Active Health Partners (AHP) has launched an absence risk barometer to help employers quantify the risk of absence to business operations in their organisation.

The guide creates a simple risk estimate (SRE) for reasons of absence. This produces a risk profile for specific sectors, companies and departments, allowing employers to implement absence management strategies that are relevant, efficient and cost-effective.

Using an evidence-based approach, data was taken from AHP’s database of hundreds of thousands of absences, to compile a list of key primary indices of reasons for absence, such as mental health, musculo-skeletal and gastrointestinal to provide an insight into illness in specific industry sectors across corporate Britain. 

Calculated by multiplying the frequency of absence by the mean number of days of absence, the SRE allows companies to profile the risk that different types of employee absence has on business operations and allows organisations in different sectors to see how vulnerable they are to absence.

Bruce Robinson, chief executive of AHP, said: “Businesses are increasingly confronted by complex risk and employee absence has a very significant impact on an organisation’s operations.
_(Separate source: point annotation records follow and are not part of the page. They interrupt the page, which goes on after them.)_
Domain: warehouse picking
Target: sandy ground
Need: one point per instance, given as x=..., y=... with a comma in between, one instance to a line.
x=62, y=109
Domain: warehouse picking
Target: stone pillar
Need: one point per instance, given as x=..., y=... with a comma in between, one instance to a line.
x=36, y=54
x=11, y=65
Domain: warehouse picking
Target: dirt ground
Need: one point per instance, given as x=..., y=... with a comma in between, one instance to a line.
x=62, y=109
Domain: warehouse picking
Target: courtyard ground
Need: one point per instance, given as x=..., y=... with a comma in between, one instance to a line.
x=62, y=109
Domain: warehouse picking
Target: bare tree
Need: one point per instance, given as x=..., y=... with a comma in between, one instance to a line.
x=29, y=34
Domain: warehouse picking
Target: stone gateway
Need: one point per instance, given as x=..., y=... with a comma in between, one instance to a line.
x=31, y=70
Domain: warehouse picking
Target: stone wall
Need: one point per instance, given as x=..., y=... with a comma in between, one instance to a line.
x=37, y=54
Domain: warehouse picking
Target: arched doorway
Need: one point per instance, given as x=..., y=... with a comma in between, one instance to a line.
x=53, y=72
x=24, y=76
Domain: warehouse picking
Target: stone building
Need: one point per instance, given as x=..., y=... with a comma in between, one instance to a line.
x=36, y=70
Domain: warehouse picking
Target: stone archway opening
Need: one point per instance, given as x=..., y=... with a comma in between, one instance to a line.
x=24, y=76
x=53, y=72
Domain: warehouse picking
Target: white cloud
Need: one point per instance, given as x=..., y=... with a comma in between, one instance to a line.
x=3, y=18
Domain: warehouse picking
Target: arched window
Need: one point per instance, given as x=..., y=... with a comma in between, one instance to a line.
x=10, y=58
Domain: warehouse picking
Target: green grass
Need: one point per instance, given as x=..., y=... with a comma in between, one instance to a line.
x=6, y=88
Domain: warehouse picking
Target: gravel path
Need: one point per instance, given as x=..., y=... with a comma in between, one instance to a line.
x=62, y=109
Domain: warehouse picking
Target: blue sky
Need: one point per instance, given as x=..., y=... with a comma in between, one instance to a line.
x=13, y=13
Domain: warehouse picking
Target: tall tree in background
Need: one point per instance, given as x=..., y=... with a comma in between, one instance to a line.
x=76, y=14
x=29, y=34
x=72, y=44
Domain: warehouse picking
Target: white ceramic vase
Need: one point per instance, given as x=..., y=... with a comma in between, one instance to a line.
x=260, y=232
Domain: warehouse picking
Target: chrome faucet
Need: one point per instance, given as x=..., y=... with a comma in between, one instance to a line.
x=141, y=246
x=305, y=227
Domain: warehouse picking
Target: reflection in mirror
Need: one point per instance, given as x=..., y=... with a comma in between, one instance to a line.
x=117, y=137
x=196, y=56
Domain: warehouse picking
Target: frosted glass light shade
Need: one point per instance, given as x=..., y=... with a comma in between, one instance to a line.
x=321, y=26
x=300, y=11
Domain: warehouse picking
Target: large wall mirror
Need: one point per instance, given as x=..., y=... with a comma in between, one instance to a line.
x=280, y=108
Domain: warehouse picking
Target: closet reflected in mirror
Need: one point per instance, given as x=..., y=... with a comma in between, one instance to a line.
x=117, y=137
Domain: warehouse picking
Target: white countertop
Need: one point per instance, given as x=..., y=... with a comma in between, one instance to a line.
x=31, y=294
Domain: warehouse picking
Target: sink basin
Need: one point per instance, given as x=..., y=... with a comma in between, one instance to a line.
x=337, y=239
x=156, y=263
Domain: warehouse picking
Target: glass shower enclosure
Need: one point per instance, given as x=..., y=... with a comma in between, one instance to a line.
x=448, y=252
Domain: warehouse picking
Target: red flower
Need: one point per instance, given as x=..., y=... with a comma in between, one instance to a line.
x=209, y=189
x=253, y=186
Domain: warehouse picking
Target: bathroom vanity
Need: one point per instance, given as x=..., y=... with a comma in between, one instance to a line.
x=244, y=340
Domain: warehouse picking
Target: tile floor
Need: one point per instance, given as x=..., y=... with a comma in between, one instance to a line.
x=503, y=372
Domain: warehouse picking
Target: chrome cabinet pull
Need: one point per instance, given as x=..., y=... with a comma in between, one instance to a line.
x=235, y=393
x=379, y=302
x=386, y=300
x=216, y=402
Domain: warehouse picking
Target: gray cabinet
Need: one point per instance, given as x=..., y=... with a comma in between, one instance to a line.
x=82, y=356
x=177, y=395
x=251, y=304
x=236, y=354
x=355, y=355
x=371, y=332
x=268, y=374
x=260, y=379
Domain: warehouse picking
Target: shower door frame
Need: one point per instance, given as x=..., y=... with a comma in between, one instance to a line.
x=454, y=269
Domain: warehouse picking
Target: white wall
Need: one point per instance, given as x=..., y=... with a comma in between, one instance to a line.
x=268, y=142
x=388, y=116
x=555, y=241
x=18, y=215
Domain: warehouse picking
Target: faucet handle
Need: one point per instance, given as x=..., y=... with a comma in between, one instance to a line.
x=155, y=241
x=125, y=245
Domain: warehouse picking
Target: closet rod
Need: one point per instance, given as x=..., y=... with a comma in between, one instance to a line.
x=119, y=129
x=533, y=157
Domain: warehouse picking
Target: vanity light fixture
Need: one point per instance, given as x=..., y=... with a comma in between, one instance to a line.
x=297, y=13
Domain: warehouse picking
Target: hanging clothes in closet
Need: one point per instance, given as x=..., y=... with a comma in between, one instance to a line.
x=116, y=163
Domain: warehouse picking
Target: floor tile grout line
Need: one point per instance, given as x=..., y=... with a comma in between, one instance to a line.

As such, it should be measured and managed in the same way as any other business risk. Through collating so much robust data and extrapolating the risk factor of specific absence indices, we can accurately assess the specific absence risks within most organisations in the UK.”

The first Absence Risk barometer reports key findings on absence on data taken in the 52 weeks to 30 June 2009 and also compares data from quarter two (April to June) 2009 to that from the same quarter in 2008. Each quarterly barometer will report on absence trends and examine data from the respective 12 month period and compare data from that particular quarter with the same period in the previous year. Each one will also include a case study, highlighting an organisation that has successfully reduced its employee absence figures.

The first report shows the amount of mental health absences in the Government sector has risen by 18.3% from April to June 2009, compared to the same period in 2008. This comes at a time when mental health absences are decreasing across other sectors. The mental health SRE for the sector for the 2008 quarter was 39.98 compared to 47.32 for the same timeframe in 2009, highlighting the impact of lost output due to this absence.

Robinson added: ”The risk profile for absences due to mental health across all other sectors has actually decreased by 19%, and the figures from this latest quarter are also showing a massive 30% decrease compared to the yearly average, so the increase in the Government sector is all the more significant.

“Mental ill health has been estimated to affect the productivity of those in work as well as causing significant absence. With the backdrop of the recession, the challenges felt by organisations has never been so intense.”